The Drumenny Burn, also known as the Drumonny Burn, the Drumenny River, the Drummenny River or the Drimminy River, is a burn in the south of County Donegal in Ulster, the northern province in Ireland. The lower stretch of the burn flows around the eastern edge of Donegal Town, where it flows into the River Eske. In the Ulster Scots dialect, a 'burn' is a stream or small river. The Drumenny Burn probably takes its name from the townland of Drumenny Upper, through which it flows, or else from the townlands of Drumenny Middle and Drumenny Lower, around the edges of which it flows. Almost all of the burn flows within the Civil Parish of Donegal.

==Course==

The Drumenny Burn is around 7.5 miles (around 12.07 kilometres) in length. The burn rises where the eastern end of the townland of Straness (sometimes spelled as Strathnas) meets the western end of the townland of Barnesyneilly, on the southern slopes of Clogher Hill, very near Straness Wind Farm, just over 7 miles east-north-east of Donegal Town. It flows in a mainly westerly direction from its source. In the townland of Drumenny Lower, on the eastern outskirts of Donegal Town, the burn flows under the Donegal Town Bypass, part of the N15.

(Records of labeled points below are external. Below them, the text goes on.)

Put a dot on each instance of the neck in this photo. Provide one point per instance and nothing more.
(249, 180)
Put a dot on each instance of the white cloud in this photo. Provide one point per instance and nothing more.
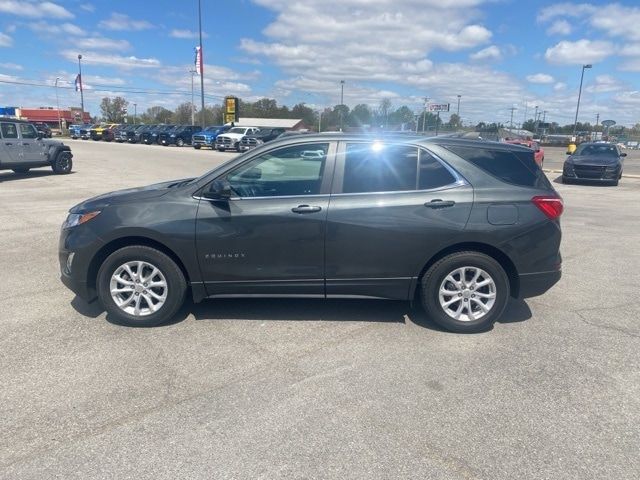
(54, 28)
(112, 60)
(541, 78)
(120, 21)
(31, 9)
(5, 40)
(579, 52)
(186, 34)
(11, 66)
(559, 27)
(102, 43)
(491, 53)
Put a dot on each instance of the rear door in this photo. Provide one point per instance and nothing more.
(392, 207)
(11, 151)
(33, 149)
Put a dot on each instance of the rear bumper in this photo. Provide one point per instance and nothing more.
(534, 284)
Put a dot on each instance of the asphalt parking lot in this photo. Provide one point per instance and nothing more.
(314, 389)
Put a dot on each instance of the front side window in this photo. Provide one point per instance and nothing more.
(28, 131)
(9, 130)
(289, 171)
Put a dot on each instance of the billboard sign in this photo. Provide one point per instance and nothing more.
(438, 107)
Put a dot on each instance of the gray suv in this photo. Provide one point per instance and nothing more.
(461, 225)
(22, 148)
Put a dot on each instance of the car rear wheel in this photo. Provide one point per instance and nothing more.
(465, 292)
(62, 164)
(141, 286)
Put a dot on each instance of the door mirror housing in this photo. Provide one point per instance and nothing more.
(218, 190)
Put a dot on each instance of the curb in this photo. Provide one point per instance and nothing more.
(560, 171)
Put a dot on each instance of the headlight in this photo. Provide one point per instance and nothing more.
(75, 219)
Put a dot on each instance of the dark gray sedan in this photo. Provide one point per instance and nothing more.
(594, 162)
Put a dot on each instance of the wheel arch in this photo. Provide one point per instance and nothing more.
(128, 241)
(499, 256)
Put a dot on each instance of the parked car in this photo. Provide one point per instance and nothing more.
(180, 136)
(230, 140)
(43, 129)
(264, 135)
(207, 137)
(23, 148)
(462, 225)
(533, 145)
(594, 162)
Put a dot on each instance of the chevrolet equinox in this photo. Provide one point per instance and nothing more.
(460, 224)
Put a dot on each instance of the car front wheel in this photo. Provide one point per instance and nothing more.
(141, 286)
(465, 292)
(62, 164)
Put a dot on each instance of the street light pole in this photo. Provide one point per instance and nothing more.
(81, 88)
(201, 64)
(341, 103)
(58, 106)
(575, 122)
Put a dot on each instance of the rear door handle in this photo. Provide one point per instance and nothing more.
(437, 203)
(306, 209)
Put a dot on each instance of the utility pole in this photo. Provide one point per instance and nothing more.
(201, 63)
(58, 106)
(341, 103)
(575, 122)
(81, 89)
(193, 106)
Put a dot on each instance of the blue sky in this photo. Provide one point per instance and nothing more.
(496, 54)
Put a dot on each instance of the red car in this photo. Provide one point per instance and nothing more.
(535, 146)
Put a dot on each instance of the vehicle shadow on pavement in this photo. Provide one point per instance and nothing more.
(12, 177)
(306, 310)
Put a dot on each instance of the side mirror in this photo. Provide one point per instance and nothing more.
(218, 190)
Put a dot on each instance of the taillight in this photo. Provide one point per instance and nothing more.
(551, 206)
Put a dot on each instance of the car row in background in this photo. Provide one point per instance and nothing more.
(219, 137)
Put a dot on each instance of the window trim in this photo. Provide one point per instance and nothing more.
(325, 184)
(341, 162)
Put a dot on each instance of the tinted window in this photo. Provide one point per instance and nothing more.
(9, 130)
(289, 171)
(374, 167)
(518, 168)
(28, 131)
(432, 173)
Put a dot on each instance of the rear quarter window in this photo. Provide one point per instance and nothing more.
(514, 167)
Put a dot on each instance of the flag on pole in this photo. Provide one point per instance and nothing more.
(198, 61)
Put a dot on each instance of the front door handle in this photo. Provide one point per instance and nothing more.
(437, 203)
(306, 209)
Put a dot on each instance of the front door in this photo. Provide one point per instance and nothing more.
(393, 207)
(33, 149)
(268, 238)
(11, 151)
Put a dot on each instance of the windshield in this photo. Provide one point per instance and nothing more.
(601, 150)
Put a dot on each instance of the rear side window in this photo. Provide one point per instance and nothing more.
(518, 168)
(9, 130)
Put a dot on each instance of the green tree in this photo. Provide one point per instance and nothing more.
(113, 110)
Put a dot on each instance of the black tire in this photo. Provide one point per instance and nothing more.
(63, 163)
(176, 285)
(435, 276)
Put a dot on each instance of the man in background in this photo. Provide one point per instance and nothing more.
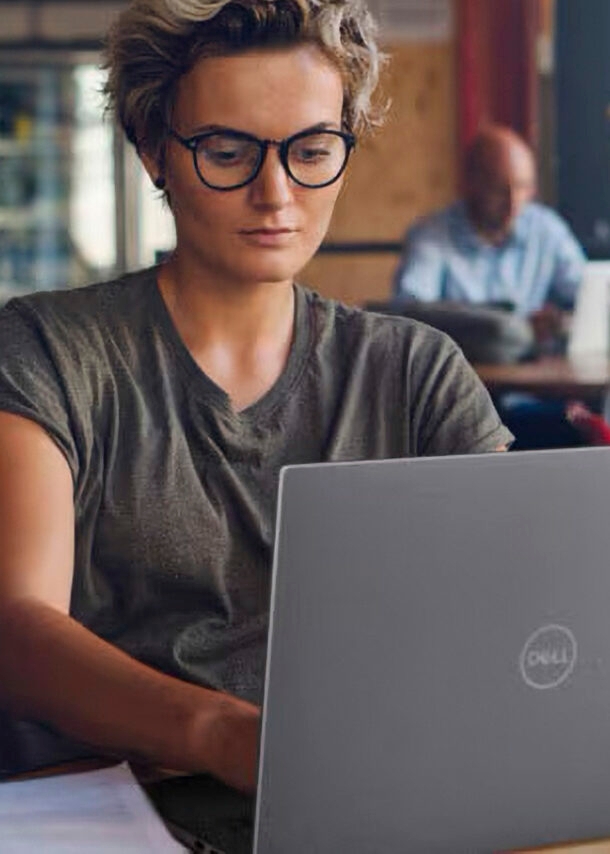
(496, 246)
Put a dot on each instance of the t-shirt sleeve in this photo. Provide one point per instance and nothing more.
(452, 412)
(31, 382)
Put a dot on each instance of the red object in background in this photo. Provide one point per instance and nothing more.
(497, 73)
(594, 428)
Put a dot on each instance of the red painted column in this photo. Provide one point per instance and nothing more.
(497, 77)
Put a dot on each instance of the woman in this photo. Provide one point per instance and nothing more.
(144, 421)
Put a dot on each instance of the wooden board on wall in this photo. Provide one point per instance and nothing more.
(403, 171)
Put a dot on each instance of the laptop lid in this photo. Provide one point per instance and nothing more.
(439, 656)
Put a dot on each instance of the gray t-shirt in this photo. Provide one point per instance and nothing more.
(175, 492)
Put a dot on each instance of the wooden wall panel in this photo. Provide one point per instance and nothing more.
(405, 170)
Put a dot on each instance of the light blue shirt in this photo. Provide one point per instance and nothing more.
(445, 259)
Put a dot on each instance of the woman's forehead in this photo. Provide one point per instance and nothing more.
(257, 89)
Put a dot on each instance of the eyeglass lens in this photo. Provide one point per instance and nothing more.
(226, 161)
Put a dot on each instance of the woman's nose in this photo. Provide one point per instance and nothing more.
(272, 186)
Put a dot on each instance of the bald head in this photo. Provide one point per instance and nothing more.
(500, 177)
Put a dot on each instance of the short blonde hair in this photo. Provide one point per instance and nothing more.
(153, 43)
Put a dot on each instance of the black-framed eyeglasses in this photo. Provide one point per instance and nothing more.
(230, 159)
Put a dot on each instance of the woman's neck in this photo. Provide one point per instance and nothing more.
(240, 335)
(207, 311)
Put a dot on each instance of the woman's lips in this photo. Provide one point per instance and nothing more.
(269, 237)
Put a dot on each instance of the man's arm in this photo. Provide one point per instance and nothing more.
(53, 669)
(420, 273)
(568, 270)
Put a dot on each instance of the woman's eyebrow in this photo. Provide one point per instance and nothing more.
(215, 128)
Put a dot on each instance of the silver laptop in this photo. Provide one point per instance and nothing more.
(439, 663)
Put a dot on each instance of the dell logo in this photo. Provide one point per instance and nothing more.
(549, 657)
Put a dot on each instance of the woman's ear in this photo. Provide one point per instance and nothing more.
(155, 169)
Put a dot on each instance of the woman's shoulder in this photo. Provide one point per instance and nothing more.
(115, 302)
(373, 329)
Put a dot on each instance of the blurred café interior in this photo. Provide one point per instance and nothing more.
(77, 207)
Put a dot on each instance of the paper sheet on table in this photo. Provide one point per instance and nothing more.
(93, 812)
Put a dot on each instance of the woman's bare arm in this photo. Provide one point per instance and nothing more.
(55, 670)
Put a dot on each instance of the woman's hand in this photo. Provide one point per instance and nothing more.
(232, 742)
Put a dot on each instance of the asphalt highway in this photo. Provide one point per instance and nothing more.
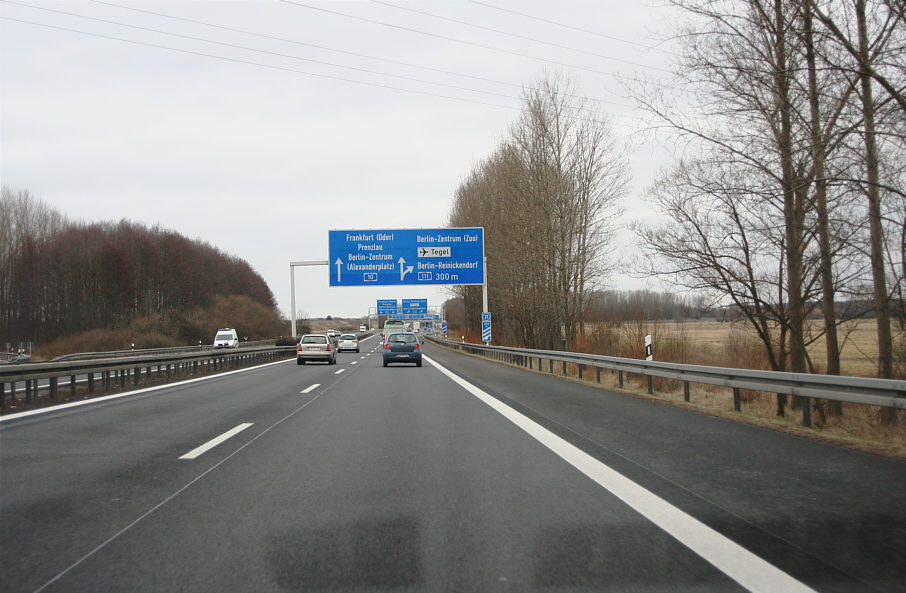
(461, 475)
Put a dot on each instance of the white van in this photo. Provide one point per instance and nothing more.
(226, 338)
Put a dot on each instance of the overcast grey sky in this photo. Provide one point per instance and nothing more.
(259, 126)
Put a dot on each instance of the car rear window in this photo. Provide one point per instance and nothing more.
(402, 338)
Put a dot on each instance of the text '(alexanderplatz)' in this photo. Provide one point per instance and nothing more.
(406, 256)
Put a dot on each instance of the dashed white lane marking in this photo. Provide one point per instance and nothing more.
(216, 441)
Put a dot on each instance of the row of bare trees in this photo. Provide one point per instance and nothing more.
(58, 277)
(548, 198)
(792, 196)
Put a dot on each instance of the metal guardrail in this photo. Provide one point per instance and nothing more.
(114, 367)
(888, 393)
(107, 354)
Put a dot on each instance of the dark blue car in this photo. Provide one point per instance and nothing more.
(402, 347)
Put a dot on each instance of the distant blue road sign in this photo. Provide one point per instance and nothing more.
(406, 257)
(388, 306)
(415, 306)
(485, 327)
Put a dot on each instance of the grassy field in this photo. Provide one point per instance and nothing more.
(721, 344)
(737, 345)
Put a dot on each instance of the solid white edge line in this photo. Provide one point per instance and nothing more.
(103, 398)
(215, 441)
(744, 567)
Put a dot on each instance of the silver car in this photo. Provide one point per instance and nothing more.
(316, 347)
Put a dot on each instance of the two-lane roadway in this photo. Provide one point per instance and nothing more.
(462, 475)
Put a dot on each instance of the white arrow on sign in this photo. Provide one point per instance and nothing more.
(404, 269)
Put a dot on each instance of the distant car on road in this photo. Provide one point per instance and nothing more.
(402, 347)
(316, 347)
(226, 338)
(348, 342)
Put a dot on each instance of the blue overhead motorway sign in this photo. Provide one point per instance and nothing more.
(406, 257)
(388, 306)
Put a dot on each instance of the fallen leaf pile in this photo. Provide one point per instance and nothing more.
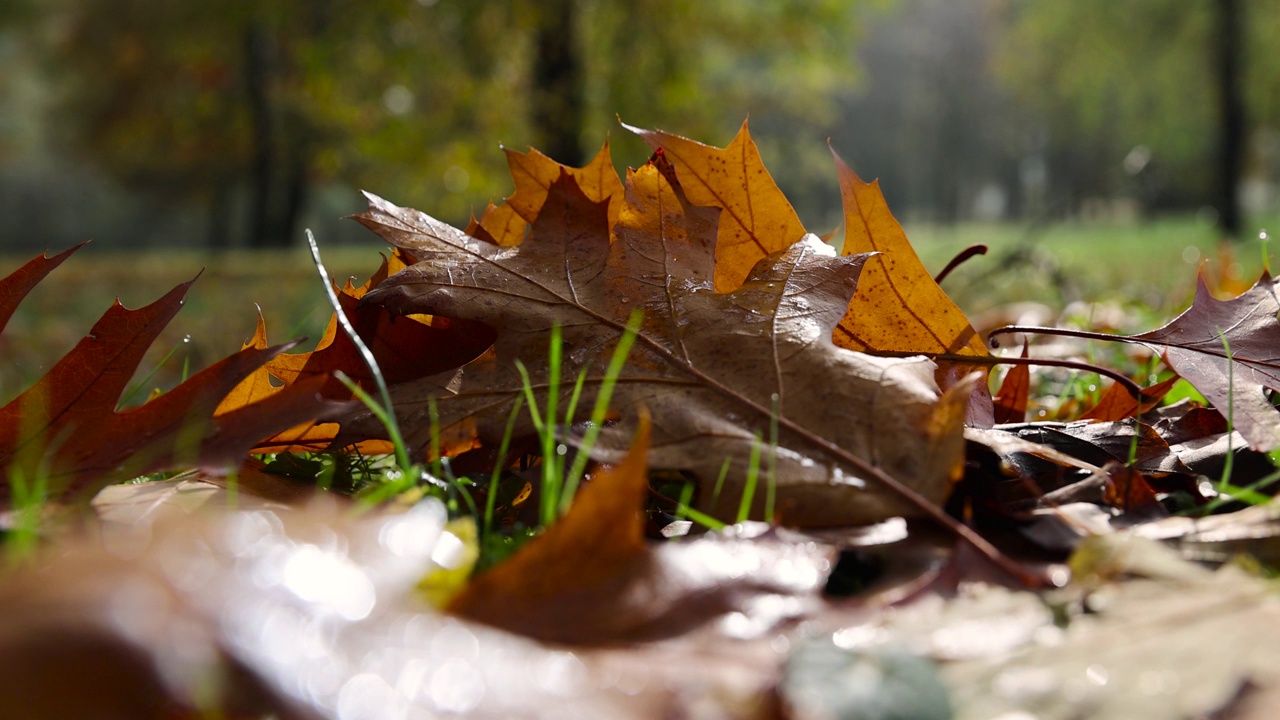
(837, 399)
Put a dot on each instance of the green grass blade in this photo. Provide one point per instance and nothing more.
(602, 408)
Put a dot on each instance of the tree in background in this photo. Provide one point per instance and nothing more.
(245, 108)
(1156, 82)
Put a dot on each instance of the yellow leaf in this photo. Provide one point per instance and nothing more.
(897, 308)
(755, 218)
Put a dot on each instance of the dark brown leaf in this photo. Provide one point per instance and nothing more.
(708, 365)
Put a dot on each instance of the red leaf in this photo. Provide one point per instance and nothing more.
(1230, 351)
(1011, 399)
(65, 428)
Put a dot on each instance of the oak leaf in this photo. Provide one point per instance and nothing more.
(755, 218)
(1230, 351)
(67, 429)
(534, 173)
(405, 347)
(593, 579)
(711, 367)
(899, 308)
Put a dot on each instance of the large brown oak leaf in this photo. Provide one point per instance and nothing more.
(709, 367)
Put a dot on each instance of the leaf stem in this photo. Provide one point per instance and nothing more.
(963, 256)
(388, 415)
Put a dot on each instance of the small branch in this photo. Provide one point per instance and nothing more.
(1060, 332)
(964, 255)
(1134, 388)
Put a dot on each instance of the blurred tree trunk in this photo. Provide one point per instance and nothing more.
(558, 78)
(1228, 51)
(278, 171)
(220, 217)
(257, 78)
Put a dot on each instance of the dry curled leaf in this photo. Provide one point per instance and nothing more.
(1230, 351)
(67, 429)
(593, 579)
(711, 367)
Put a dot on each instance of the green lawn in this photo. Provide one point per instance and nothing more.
(1151, 265)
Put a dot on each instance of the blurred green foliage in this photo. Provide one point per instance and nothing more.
(1104, 78)
(408, 98)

The lower stretch of the burn flows along the eastern edge of Donegal Town, part of this stretch flowing alongside the Old Laghey Road. The burn flows along the edge of both Brú na Mara and Farmleigh Park, two housing estates just off the Old Laghey Road, on the eastern edge of Donegal Town. The burn then flows under the Ballybofey Road (part of the R267), flowing under a bridge located between The Northern Garage and Donegal Town Community Hospital, entering the River Eske very near this location, on the north-eastern edge of the town.